Pour leurs premiers pas au cinéma, Richard Elfman et son frère Danny transposent à l’écran le grain de folie de leur groupe Oingo Boingo…
FORBIDDEN ZONE
1980 – USA
Réalisé par Richard Elfman
Avec Marie-Pascale Elfman, Susan Tyrrell, Hervé Villechaize, Gisele Lindley, Jan Stuart Schwartz, Virginia Rose, Gene Cunningham, Phil Gordon, Hyman Diamond
Fondé en 1972, le groupe Mystic Knights of the Oingo Boingo – rebaptisé plus tard Oingo Boingo – est une troupe de théâtre musical à l’univers surréaliste et expérimental, spécialisé notamment dans la reprise de standards des années 30 et 40. Mais à la fin des seventies, son fondateur Richard Elfman s’intéresse au cinéma et cède la direction du groupe à son jeune frère Danny pour pouvoir se concentrer sur ses projets de films. Il souhaite en effet se lancer dans une comédie délirante composée de douze numéros musicaux reliés entre eux par une intrigue très évasive. L’idée est de tourner en 16 mm et de tout bricoler avec les moyens du bord. Marie-Pascale Elfman, l’épouse de Richard, cumule ainsi les postes, notamment le rôle principal du film, la création des décors et la production. Peu à peu, le projet prend de l’ampleur et passe au format 35 mm, tandis que le premier titre envisagé, The Hercules Family, est remplacé par Forbidden Zone. Lorsque les finances commencent à se tarir, Richard et Marie-Pascale Elfman réunissent tout l’argent qu’ils peuvent grâce à leur activité parallèle – la vente de maisons – jusqu’à ce que le producteur Carl Borack apporte sa propre contribution et permette au film de s’achever, trois ans après sa mise en chantier.

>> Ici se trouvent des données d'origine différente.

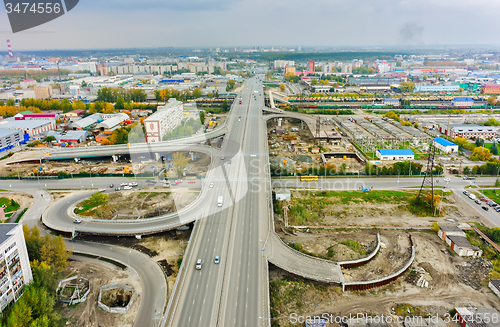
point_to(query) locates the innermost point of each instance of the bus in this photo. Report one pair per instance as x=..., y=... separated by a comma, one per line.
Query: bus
x=308, y=178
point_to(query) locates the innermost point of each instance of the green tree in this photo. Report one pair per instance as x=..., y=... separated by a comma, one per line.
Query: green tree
x=202, y=117
x=180, y=162
x=120, y=103
x=494, y=149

Difficile de résumer l’intrigue de Forbidden Zone, tant le film part dans tous les sens. La famille Hercule, constituée de Frenchy (Marie-Pascale Elfman), de son frère Flash (Phil Gordon), de leurs parents (Virginia Rose et Gene Cunningham) et d’un grand-père lubrique (Hyman Diamond), vit dans une maison ayant jadis appartenu à un souteneur, trafiquant de stupéfiants et marchand de sommeil. En explorant la cave, Frenchy est propulsée dans la sixième dimension. Capturée par une princesse qui se promène systématiquement les seins nus (Gisele Lindley), elle est conduite devant les souverains de ce monde bizarre : le roi nain Fausto (Hervé Villechaize) et l’exubérante reine Doris (Susan Tyrrell). Or le roi s’éprend de la nouvelle-venue, ce qui provoque la terrible jalousie de son épouse. Pendant ce temps, les autres membres de la famille Hercule décident d’emprunter à leur tour le passage secret souterrain pour venir à la rescousse de Frenchy…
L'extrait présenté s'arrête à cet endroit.